Affichage des articles dont le libellé est Dom Robert. Afficher tous les articles
Affichage des articles dont le libellé est Dom Robert. Afficher tous les articles

mercredi 18 juillet 2007

Le portrait d'un oiseau. Dom Robert (suite...)


"Peindre d'abord une cage avec une porte ouverte,
Peindre ensuite quelque chose de joli, de simple et de beau,
Placer ensuite la toile contre un arbre ou dans un jardin.

Se cacher derrière l'arbre, silencieusement sans bouger...
Parfois l'oiseau arrive vite, ou bien des années après,
Ne pas se décourager : attendre.

Si l'oiseau arrive, attendre que l'oiseau pénètre dans sa cage,
fermer alors tout doucement la porte avec le pinceau,
Puis effacer un à un tous les barreaux... Peindre ensuite le
vert feuillage, la fraîcheur du vent, la poussière du soleil,
le bruit des bêtes, de l'herbe dans la chaleur de l'été.

Si l'oiseau chante c'est bon signe, vous pouvez alors signer le
tableau en arrachant tout doucement une des plumes de l'oiseau
et vous écrivez votre nom dans un coin du tableau."

Jacques Prévert
(Paroles - Lettres à Elsa Henriquez)

mardi 17 juillet 2007

A Dieu par les canards...


Il le dit lui même Dom Robert : "Il y en a d'autres qui font différemment, des icônes, des sculptures, d'autres choses, moi pas du tout, je fais... un canard par exemple, et le canard est le chemin qui peut nous conduire, véritable prière, vers une contemplation, une louange."
Plonger ses yeux au coeur des tapisseries de ce moine est un voyage dont on revient chargé de couleurs dansantes, de végétations luxuriantes, de chevaux malins, de coqs aux regards étonnés sous une touffe de plumes ébouriffées.
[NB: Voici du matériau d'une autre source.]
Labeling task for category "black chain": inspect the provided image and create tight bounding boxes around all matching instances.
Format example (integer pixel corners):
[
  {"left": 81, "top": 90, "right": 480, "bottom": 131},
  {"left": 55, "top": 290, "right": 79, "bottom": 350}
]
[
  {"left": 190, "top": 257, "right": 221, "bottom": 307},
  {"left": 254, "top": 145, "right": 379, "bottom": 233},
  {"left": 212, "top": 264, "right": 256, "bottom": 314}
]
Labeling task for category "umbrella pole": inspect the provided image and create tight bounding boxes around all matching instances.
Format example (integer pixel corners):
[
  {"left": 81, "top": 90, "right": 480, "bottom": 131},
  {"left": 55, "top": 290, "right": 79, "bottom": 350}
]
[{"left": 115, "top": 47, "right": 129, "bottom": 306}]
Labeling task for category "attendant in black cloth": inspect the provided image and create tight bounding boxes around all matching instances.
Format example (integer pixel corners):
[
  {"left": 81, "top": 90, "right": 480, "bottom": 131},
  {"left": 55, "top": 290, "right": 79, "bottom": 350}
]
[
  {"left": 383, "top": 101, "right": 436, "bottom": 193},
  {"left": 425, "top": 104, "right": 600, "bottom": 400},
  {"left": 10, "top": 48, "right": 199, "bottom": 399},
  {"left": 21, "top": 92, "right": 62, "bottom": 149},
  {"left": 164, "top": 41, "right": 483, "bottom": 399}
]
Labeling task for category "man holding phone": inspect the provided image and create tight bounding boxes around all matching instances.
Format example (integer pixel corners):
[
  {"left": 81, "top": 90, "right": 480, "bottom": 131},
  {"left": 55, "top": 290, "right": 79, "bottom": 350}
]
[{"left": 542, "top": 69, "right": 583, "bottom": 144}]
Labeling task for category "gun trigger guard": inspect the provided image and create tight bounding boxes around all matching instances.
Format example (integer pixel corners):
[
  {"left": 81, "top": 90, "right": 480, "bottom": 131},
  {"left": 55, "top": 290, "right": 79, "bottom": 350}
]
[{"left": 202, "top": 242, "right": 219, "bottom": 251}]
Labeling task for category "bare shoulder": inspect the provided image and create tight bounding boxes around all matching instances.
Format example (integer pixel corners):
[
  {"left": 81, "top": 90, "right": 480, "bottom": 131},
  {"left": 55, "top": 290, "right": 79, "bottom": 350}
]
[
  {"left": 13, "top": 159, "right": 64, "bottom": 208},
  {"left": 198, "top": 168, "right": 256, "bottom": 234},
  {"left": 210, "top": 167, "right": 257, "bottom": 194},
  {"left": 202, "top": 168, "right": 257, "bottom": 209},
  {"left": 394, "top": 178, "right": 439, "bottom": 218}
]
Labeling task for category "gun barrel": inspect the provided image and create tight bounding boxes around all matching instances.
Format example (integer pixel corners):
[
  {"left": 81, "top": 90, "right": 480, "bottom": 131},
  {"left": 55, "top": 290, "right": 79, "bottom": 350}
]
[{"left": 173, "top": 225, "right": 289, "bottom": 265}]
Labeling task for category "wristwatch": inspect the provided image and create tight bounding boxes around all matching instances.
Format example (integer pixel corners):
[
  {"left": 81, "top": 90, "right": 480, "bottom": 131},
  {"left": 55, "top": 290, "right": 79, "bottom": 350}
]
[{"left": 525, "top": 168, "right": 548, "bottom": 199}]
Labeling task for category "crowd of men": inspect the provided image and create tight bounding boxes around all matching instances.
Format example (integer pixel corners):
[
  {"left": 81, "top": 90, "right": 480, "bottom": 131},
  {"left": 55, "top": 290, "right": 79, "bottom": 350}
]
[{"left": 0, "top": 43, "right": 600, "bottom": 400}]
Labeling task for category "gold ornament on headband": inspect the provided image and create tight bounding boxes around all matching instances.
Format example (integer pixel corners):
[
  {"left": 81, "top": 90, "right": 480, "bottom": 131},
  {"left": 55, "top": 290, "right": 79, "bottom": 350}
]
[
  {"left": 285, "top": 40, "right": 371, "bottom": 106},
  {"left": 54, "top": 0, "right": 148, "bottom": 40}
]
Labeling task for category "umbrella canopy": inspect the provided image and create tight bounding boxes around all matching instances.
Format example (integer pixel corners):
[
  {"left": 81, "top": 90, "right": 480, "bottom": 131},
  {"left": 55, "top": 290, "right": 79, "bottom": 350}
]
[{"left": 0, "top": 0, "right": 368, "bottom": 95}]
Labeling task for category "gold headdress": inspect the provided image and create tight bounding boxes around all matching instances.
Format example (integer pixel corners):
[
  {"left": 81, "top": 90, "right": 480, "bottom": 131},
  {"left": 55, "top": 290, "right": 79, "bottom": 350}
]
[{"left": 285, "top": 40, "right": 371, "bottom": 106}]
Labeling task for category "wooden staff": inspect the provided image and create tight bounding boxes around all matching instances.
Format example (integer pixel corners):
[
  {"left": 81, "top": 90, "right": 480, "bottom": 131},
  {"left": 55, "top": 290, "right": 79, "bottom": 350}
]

Et les canards ! Sous l'oeil vert et perçant d'un chat un peu filou, ils semblent donner du relief au temps, à la lumière.
Une belle basse cour pour un long chemin...
Au fur et à mesure que la contemplation s'approfondit, le spectateur (mais est-il seulement spectateur ?) discerne des choses derrière les choses, une réalité derrière la réalité. Oiseaux, chevaux et chats introduisent à un autre émerveillement. Les tapisseries de Dom Robert sont claires : elles laissent passer la lumière comme un vitrail et nous introduisent dans cette lumière.
"Cette lumière était la véritable lumière, qui, en venant dans le monde, éclaire tout homme. Elle était dans le monde, et le monde a été fait par elle." Jn 1, 9-10.
Il est bien là le miracle de l'art, nous faire entrevoir l'invisible à partir de ce que nous pouvons appréhender, à partir de ce qui est le plus ordinaire - quoi de plus ordinaire qu'un canard ? Par ses tapisseries, Dom Robert rejoint les spirituels qui au coeur de leur existence ont eu avec le Christ une proximité telle qu'ils avaient "les yeux dans les siens, la pensée hantée par lui, l'âme pleine de son âme, pleine de sa prière..." Non contents de faire cette expérience, ils nous la proposent comme un cadeau sans prix.
Bonne contemplation !



NB : Exposition Dom Robert au musée départemental d'Aubusson (Creuse) jusqu'à fin décembre 2007.